According to the United Nations Development Programme, almost 40% of the total food grown in India annually goes to waste. In other words, we waste close to half of what we produce. Wastage does not begin with tossing leftovers or scraps into the dustbin after a hearty meal. It is a complex, multifaceted concern that involves looking beyond households and restaurants, and into wastage at the very source of the supply chain.
From crop failure, to post-harvesting processes, storage, distribution, etc., gaps need to be addressed to solve the problem of food wastage. The good news is that there are several purpose-driven companies working on future-forward solutions to this issue.

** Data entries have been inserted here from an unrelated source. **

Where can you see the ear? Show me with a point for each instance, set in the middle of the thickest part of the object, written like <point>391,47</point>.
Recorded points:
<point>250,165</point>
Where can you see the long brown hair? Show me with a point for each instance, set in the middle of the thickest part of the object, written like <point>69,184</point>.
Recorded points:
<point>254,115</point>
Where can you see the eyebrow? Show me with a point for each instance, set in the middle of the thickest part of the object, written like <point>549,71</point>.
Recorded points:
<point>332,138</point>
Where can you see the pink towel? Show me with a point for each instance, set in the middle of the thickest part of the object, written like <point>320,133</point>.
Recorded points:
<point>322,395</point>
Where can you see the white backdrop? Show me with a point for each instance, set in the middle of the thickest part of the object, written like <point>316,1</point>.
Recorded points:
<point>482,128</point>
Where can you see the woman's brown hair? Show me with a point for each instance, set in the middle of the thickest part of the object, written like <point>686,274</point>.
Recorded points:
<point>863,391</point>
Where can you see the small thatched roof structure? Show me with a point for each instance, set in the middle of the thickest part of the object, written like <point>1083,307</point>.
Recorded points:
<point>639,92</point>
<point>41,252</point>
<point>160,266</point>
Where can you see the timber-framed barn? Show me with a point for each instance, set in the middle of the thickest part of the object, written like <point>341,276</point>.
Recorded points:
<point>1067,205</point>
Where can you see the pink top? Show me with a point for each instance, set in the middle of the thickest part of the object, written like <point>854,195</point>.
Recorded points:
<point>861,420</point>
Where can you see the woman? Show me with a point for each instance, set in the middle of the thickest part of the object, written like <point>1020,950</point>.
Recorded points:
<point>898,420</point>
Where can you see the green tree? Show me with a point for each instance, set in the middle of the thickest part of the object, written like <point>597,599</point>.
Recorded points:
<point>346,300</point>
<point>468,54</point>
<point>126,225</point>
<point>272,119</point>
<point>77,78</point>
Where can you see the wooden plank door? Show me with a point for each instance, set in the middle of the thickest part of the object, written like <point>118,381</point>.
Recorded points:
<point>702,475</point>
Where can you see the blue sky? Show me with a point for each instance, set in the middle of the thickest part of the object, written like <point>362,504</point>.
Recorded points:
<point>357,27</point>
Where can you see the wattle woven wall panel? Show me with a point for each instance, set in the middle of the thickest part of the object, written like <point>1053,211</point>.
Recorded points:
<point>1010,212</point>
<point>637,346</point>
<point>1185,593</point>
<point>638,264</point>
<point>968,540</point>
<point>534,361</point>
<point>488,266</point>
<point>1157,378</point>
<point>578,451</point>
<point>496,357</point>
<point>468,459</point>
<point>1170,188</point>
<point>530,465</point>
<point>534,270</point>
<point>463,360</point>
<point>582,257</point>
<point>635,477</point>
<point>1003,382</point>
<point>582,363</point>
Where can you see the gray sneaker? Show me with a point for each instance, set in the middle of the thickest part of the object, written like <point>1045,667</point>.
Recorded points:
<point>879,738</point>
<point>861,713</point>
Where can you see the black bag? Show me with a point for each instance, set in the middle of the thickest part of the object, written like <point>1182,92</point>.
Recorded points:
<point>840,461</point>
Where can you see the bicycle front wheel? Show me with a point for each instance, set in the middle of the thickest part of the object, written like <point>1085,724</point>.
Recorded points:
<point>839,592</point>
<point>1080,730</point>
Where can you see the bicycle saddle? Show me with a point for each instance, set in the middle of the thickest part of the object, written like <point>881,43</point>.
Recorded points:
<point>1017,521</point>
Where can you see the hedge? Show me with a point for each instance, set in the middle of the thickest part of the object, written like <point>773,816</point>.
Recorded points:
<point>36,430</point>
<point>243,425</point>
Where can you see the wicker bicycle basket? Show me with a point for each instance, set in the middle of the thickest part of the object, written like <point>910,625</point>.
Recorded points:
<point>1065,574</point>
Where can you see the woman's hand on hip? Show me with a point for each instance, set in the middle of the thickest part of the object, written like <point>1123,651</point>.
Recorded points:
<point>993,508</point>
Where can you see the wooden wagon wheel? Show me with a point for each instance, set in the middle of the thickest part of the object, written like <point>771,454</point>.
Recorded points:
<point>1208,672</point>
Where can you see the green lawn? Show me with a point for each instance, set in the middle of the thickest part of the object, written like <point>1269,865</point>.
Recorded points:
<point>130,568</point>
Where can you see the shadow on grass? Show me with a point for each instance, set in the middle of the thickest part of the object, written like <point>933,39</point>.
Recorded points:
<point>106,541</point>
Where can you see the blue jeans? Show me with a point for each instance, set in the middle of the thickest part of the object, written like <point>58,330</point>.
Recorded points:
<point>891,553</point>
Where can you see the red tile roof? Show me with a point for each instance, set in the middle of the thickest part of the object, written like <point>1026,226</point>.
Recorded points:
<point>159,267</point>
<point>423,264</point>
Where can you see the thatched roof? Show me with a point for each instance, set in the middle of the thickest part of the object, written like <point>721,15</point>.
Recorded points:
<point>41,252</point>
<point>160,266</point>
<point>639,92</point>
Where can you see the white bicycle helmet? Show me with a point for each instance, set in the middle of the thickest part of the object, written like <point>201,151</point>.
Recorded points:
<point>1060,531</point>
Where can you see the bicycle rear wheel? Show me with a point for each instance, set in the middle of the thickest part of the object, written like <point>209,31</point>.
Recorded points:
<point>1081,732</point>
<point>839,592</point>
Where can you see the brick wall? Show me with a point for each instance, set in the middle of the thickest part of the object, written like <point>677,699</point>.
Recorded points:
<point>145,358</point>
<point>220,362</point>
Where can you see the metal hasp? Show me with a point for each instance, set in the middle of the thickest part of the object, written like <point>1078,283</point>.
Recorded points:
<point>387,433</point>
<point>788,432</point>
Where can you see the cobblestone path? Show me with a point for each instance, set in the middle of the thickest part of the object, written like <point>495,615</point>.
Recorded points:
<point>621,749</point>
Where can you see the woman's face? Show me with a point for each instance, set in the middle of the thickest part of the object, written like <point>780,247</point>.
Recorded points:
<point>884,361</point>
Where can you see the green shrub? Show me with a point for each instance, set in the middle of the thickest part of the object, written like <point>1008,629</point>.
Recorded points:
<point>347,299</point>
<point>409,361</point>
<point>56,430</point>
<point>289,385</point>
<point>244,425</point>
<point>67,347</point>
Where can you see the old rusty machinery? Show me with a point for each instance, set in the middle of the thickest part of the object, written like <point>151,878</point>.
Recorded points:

One such effort is led by DBS Bank India, which works with several companies and social enterprises to fight food wastage at the source. With the goal of doing more and better with less, here are a few organisations whose innovations are enabling a world with zero food-waste .
Through its ‘Greenhouse-in-a-Box’ (GIB) social innovation, a low-cost modular greenhouse, Kheyti helps farmers increase their yield and the predictability of the total production by a considerable margin.
GIB is designed to fit in small areas, which enables its use by even smallholder farmers. This greenhouse creates a favorable microclimate which reduces food spoilage due to extreme weather and other environmental risks. Further, it reduces pest attacks, which minimises crop damage and food wastage. All these features eventually help farmers grow seven times more food using 90% less water, as compared to cultivating in open fields.
As an example, Kheyti Tech shares how farmers have benefitted, especially in cucumber cultivation. Average yields increased to 3-8 tons in the greenhouse, as compared to an open field average of 430 kg on a 463 sq metre plot of land. This greenhouse helps farmers earn upto ₹1,00,000 additional profit/year using just 1/10th acre of land and 2 hours of time/day. Today, 300 farmers in Telangana use Kheyti’s greenhouse. They plan to reach 3,000 farmers by the end of 2022.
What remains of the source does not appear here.